I won't even mention the daily mint anymore, it is still nothing. The average USD income increased from credit sales increased to 3900 USD. While the increase is only about 150 USD despite 2 weeks VoV sale, it must be considered that a lot of the income was in DEC. It should also be noted that packs bought in USDC (not in credits) are not included in this number.
On to the burning:
| account | total_since_2026_01_01 | avg_daily |
|---|---|---|
| LP_FEES | 42.127k | 216k |
| $GUILD_STORE | 270k | 1k |
| $MARKET_LIST_FEE | 0 | 0 |
| $ENERGY | 10.905k | 56k |
| $WILD_PASS | 37.115k | 190k |
| $UNBIND_ACCOUNT | 13.405k | 125k |
| $UNBIND_BURN | 4.030k | 21k |
| $RANKED_PASS | 1.440k | 7k |
| $SHOP | 17.407k | 90k |
| $MARKET_BURN_FEE | 57.978k | 297k |
| $RENTAL_BURN_FEE | 0 | 0 |
| $TOKEN_RENTAL_FEE | 45k | 0 |
| $TOKEN_RENTAL_BURN_FEE | 765k | 4k |
| $LAND_GRAIN_AUTOPURCHASE | 0 | 0 |
| $LAND_TC_DECBURN | 518k | 3k |
| $LAND_POWER_CORE_PURCHASE | 5.669k | 29k |
| $LAND_GRAIN_PURCHASE | 0 | 0 |
| TOTAL | 191.673k | 1.040k |
Burning still is about 1m DEC, it is remarkably consistent. It is still doing nothing for the DEC price and by now the DAO could have 75m more DEC in its coffers if all the fees just wouldn't be burned. Yes, the DAO burned 17,7k USD worth of DEC since it took over.
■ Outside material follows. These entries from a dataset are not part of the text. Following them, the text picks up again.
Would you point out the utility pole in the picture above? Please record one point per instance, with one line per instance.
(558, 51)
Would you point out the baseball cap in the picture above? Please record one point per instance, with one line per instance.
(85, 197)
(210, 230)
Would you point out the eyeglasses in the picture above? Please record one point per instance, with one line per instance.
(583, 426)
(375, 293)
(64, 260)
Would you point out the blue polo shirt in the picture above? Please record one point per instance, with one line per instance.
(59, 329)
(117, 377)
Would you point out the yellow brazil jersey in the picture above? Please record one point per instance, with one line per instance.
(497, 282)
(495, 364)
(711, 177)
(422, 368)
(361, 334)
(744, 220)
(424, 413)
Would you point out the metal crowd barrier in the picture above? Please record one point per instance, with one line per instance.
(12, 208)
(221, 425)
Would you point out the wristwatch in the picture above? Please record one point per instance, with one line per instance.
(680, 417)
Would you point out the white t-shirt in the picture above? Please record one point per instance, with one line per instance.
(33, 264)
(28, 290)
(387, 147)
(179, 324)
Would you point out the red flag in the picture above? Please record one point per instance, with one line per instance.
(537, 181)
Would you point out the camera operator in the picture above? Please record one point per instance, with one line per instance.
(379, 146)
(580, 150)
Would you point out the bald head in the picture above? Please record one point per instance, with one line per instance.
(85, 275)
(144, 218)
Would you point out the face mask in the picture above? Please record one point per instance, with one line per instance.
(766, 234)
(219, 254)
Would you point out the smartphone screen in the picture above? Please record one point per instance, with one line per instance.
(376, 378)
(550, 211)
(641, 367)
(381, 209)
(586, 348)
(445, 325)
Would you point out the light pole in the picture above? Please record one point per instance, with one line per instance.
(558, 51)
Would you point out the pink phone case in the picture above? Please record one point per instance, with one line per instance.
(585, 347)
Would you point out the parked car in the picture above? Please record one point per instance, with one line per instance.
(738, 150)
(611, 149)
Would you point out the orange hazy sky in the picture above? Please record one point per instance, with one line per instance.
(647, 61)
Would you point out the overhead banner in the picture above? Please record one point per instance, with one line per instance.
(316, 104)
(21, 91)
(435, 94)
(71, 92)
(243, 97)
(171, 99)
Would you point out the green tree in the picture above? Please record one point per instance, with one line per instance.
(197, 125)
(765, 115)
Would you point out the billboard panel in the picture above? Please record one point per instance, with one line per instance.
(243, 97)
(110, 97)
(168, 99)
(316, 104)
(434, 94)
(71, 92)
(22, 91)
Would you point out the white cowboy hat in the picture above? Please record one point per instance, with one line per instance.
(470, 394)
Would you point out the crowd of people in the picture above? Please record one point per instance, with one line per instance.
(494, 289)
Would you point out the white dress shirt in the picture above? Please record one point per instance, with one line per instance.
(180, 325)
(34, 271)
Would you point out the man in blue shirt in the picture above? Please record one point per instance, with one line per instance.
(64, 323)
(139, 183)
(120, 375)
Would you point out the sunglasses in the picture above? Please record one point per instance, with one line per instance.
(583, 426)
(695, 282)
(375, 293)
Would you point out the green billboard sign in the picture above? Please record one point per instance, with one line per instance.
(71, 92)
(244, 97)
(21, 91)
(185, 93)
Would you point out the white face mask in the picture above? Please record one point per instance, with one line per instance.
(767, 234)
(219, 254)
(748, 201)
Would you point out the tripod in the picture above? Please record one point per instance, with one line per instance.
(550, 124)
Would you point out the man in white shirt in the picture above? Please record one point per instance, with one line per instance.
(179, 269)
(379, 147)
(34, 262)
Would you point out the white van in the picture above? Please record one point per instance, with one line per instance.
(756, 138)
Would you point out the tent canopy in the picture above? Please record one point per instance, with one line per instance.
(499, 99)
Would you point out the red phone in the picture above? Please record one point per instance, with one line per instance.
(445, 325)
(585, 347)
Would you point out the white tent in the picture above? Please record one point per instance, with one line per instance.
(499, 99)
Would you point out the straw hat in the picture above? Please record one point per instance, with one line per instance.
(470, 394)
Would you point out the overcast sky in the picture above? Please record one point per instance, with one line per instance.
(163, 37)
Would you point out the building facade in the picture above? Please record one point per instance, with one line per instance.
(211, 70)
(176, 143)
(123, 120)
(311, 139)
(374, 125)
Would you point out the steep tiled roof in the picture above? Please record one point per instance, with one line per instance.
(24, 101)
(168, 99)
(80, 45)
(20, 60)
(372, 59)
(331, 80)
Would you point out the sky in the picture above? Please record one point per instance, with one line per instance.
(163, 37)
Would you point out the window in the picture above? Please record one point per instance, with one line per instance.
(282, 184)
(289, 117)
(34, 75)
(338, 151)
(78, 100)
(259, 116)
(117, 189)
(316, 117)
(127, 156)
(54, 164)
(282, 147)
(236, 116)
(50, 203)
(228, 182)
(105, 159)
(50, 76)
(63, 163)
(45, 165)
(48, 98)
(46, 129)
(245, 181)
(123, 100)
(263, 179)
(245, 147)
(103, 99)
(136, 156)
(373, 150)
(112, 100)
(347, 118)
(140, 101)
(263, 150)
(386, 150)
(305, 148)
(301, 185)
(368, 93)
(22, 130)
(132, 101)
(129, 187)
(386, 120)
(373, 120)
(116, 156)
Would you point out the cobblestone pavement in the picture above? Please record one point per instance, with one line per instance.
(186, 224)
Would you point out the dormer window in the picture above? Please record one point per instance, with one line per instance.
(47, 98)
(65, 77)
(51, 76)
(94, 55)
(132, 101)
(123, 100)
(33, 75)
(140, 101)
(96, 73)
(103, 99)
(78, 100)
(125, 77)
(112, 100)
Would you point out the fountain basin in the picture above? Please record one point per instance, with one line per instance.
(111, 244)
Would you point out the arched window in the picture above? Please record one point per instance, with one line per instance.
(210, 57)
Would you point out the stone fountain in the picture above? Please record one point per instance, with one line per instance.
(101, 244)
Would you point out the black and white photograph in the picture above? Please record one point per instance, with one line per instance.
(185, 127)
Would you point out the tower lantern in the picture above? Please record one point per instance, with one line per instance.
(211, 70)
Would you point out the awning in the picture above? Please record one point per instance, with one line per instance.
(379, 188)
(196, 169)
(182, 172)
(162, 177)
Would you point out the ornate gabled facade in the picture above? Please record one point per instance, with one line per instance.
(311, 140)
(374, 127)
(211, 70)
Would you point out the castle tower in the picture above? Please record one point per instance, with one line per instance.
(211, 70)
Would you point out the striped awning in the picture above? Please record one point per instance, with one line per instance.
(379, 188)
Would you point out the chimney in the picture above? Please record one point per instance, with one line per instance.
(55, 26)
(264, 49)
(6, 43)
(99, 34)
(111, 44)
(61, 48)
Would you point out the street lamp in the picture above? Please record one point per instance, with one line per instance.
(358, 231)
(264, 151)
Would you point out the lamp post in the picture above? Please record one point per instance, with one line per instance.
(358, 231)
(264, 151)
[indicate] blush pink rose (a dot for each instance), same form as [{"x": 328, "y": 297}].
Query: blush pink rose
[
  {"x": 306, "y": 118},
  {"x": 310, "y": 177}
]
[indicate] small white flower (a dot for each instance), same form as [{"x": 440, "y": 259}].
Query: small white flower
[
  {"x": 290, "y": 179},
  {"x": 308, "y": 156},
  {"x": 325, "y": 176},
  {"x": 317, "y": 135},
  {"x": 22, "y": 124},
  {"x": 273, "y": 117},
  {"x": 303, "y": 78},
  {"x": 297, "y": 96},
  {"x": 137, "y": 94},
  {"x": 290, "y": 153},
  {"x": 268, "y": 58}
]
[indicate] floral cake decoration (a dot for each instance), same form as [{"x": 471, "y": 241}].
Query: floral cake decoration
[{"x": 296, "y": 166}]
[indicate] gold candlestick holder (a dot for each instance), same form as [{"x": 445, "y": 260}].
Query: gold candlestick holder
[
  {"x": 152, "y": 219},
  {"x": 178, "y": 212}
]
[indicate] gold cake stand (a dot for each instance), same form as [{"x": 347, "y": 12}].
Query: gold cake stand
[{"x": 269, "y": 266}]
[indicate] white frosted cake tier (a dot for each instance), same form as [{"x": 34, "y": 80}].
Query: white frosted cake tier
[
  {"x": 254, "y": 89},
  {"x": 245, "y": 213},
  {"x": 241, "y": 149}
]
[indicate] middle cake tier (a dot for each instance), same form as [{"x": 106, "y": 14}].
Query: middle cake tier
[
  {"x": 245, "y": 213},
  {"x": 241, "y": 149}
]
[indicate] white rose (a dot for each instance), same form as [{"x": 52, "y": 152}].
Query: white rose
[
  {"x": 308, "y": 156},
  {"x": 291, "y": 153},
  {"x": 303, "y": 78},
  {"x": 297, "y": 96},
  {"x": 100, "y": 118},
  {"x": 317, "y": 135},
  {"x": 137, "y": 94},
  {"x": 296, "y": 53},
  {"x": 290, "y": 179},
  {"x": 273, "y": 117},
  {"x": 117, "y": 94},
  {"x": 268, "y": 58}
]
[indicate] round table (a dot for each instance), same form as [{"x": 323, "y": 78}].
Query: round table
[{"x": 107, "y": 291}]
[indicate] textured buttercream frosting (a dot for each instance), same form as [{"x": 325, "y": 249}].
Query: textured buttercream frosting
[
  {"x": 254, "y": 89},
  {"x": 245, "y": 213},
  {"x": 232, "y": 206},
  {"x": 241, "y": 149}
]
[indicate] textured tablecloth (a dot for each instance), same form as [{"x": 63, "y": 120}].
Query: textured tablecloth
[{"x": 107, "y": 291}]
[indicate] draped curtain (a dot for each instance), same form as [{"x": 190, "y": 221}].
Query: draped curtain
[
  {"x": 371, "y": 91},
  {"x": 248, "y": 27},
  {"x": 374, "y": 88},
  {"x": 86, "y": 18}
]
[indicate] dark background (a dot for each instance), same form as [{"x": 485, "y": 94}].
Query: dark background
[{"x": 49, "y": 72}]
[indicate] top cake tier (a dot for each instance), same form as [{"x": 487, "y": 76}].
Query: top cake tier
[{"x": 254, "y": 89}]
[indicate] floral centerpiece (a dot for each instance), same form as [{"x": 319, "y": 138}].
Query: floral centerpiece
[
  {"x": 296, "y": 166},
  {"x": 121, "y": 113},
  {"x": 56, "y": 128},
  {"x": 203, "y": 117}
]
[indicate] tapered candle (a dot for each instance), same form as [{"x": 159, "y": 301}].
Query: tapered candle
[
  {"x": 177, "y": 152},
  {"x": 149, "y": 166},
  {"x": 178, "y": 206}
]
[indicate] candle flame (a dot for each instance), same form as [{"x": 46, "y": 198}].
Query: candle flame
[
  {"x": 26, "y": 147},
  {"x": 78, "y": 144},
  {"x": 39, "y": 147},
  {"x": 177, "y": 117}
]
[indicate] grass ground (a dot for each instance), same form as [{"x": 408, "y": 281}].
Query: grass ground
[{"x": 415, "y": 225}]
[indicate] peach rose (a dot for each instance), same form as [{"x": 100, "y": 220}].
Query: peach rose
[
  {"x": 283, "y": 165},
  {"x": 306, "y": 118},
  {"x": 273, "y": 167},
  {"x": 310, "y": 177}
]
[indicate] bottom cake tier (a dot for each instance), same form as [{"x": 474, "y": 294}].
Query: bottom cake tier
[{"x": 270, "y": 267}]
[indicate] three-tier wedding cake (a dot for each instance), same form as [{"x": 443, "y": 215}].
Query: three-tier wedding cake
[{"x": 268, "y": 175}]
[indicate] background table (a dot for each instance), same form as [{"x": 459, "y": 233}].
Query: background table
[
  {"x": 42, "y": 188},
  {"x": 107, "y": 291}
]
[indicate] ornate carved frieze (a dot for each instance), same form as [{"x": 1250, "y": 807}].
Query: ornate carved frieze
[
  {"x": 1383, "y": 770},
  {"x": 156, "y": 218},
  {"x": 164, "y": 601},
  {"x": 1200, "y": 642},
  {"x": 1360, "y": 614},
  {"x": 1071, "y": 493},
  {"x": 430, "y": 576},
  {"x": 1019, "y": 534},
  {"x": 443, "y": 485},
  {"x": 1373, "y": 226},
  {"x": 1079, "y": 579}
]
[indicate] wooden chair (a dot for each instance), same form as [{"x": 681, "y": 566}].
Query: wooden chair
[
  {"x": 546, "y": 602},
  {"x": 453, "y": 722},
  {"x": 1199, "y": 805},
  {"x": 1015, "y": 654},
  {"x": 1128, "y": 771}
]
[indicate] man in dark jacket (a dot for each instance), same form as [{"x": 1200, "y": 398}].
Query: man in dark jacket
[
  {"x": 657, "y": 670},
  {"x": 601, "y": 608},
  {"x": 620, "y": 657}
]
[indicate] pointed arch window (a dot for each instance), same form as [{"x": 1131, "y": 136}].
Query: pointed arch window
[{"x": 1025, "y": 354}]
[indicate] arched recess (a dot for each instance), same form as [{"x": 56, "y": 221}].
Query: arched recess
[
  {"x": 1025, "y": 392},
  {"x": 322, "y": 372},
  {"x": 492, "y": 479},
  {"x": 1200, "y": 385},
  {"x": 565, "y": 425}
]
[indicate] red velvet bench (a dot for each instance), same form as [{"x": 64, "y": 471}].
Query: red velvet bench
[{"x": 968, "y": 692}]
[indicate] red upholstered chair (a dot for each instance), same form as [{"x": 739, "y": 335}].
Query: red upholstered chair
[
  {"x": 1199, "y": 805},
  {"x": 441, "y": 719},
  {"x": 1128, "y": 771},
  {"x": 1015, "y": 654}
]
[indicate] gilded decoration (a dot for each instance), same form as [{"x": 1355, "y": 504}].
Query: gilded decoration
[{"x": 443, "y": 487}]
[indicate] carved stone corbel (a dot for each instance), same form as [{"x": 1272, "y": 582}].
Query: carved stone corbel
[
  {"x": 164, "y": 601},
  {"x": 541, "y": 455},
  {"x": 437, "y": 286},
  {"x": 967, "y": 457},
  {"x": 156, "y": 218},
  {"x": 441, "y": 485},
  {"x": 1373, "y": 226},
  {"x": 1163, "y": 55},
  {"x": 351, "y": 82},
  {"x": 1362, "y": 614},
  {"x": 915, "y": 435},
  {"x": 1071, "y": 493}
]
Speaking of USD, with the cost restructuring the daily obligations for the DAO are reduced to 2000 USD a day. Considering the avg income is almost double and the majority of the funds will be allocated DEC buybacks according to the currently passing proposal, which at the current prices would allow for roughly 8m DEC daily buybacks. This means the DAO would still be 2m short, on average, to break even with DEC spending. Considering we burn 1m DEC that could go to the DAO, this deficit could be halved by not burning all the fees. The good news is that the DEC runway for the DAO, assuming the buybacks happen, is now well over 2 years, so there is a lot of time to fix this deficit.